So lernen Lesende parallel einiges über Feigenbäume, Weltgeschichte, das gespaltene Zypern – und den immensen Mut menschlicher Seelen.

Die sehr kurz gehaltenen Kapitel und ständiger Wechsel von Zeit und Ort können einerseits störend sein: Stellenweise wird die gerade interessant werdende Handlung abrupt unterbrochen. Sprachlich bewegt Shafak sich zwischen Intensität und Kitsch: oft klingt ihr Text wie ein sentimental anmutender Zitatkonglomerat. Andererseits fördern die nachdenklichen Formulierungen und aussagekräftigen Sätze ein ruhigeres Lesetempo und entwickeln einen ganz besonderen emotionalen Sog.

Grundsätzlich liest sich „Flüstern“ also sowohl stilistisch als auch sprachlich wie magischer Realismus vom Feinsten und erinnert an Anthony Doerr oder Markus Zusak. Im Großen und Ganzen ist Shafaks Sprache tiefgründig und feinfühlig, trotz gelegentlicher pathetischer Belastung.

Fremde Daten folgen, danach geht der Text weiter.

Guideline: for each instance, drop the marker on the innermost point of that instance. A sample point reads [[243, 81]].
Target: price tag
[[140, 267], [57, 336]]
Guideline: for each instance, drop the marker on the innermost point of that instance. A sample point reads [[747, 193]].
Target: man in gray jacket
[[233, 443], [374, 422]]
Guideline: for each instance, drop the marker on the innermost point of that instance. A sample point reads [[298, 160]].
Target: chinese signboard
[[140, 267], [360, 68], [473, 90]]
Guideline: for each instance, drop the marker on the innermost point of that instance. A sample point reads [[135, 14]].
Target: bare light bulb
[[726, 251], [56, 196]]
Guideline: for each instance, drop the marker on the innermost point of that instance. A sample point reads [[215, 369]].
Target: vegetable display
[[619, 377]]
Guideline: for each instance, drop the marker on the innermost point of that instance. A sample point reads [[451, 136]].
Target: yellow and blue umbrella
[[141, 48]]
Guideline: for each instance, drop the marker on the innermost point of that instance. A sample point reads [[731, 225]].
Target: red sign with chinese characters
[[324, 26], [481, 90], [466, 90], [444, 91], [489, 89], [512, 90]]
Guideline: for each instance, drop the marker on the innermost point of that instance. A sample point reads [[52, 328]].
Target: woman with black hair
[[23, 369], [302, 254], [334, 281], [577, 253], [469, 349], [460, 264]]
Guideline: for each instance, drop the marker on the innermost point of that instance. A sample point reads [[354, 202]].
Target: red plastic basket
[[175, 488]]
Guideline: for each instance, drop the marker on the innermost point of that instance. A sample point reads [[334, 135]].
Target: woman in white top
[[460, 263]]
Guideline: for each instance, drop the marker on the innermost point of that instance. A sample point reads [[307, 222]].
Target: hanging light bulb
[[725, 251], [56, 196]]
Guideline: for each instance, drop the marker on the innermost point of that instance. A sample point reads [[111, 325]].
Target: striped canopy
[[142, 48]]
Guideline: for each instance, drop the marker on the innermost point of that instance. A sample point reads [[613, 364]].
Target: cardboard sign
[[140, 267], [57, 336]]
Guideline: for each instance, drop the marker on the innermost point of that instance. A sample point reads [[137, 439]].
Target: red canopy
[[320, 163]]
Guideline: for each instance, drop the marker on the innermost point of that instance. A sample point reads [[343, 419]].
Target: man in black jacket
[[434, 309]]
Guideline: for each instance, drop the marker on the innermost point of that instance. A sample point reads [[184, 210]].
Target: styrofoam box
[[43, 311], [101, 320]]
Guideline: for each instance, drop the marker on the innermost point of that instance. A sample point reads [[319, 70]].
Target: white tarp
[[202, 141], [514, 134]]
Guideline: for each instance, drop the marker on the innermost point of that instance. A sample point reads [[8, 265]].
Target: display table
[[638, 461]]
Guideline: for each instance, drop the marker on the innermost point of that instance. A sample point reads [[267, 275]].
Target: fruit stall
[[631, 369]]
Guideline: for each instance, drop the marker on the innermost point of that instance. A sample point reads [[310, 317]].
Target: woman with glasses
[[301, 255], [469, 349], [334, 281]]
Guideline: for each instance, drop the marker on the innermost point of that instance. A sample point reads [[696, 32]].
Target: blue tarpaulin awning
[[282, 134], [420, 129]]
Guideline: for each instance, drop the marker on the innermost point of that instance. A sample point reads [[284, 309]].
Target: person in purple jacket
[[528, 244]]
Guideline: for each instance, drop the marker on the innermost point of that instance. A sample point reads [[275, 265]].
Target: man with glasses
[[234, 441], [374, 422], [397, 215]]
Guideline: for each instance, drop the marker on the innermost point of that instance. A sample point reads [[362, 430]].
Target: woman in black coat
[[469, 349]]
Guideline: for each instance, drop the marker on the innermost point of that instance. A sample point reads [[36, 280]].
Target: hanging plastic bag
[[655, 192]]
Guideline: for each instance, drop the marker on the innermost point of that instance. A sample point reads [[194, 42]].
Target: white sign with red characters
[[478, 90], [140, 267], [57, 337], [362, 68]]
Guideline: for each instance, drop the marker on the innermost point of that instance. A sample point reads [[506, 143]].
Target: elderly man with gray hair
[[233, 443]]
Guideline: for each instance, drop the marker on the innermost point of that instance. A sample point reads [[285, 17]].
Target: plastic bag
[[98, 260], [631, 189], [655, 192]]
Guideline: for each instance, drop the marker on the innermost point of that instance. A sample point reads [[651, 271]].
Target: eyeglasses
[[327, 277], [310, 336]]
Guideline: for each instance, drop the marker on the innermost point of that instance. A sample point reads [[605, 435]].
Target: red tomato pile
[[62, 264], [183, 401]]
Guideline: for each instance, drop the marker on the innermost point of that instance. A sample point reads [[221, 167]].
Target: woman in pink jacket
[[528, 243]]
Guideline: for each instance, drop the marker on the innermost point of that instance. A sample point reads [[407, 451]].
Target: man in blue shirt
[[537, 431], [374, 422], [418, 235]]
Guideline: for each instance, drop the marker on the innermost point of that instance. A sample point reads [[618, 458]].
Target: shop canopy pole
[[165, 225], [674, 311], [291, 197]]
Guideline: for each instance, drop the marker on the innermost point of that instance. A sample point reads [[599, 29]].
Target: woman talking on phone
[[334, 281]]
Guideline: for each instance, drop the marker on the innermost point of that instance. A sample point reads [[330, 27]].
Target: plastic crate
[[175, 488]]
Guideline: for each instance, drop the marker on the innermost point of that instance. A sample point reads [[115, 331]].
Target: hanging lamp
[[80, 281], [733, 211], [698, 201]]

Die erzählerische Prämisse und die Idee, eine detailreich dargestellte historische Entwicklung voller grausamer Taten, Konflikte, Schlachten und blutiger Kriegsverbrechen mit zauberhaften Elementen wie einem denkenden und kommunizierenden Feigenbaum auszubalancieren, sind an sich hervorragend. Ebenso eignet sich der Feigenbaum als Zeitzeuge, zusätzliche Erzählerin und – nüchtern betrachtet – als unproblematisches plot device.

Shafak verzaubert mit ihrer Geschichte immer wieder. Und doch verbleibe ich nach der Lektüre im Zwiespalt, da sowohl der Ausgang als auch diverse Szenen in meinen Augen sprachlich sowie inhaltlich sehr übertrieben ausgeführt worden sind (argumentativ wäre der Anspruch, grausame Offenbarungen und unmenschliche Gräueltaten emotional besser verarbeiten zu können, gerechtfertigt – doch bei sprechenden und lesenden Tieren hat mein Kitsch-Melder dann doch ordentlich Alarm geschlagen).


Fazit: Ich empfand Shafaks Sprache als wunderschön – und ihre Art, mit heiklen Themen auf märchenhafte Art umzugehen, grundsätzlich gelungen. Deswegen freue ich mich auf die nächste Lektüre von der Autorin, obwohl mir zahlreiche Aspekte bei dieser Lektüre zu sehr ins Kindliche verschwammen. Ein Blick in die Leseprobe lohnt sich allenfalls.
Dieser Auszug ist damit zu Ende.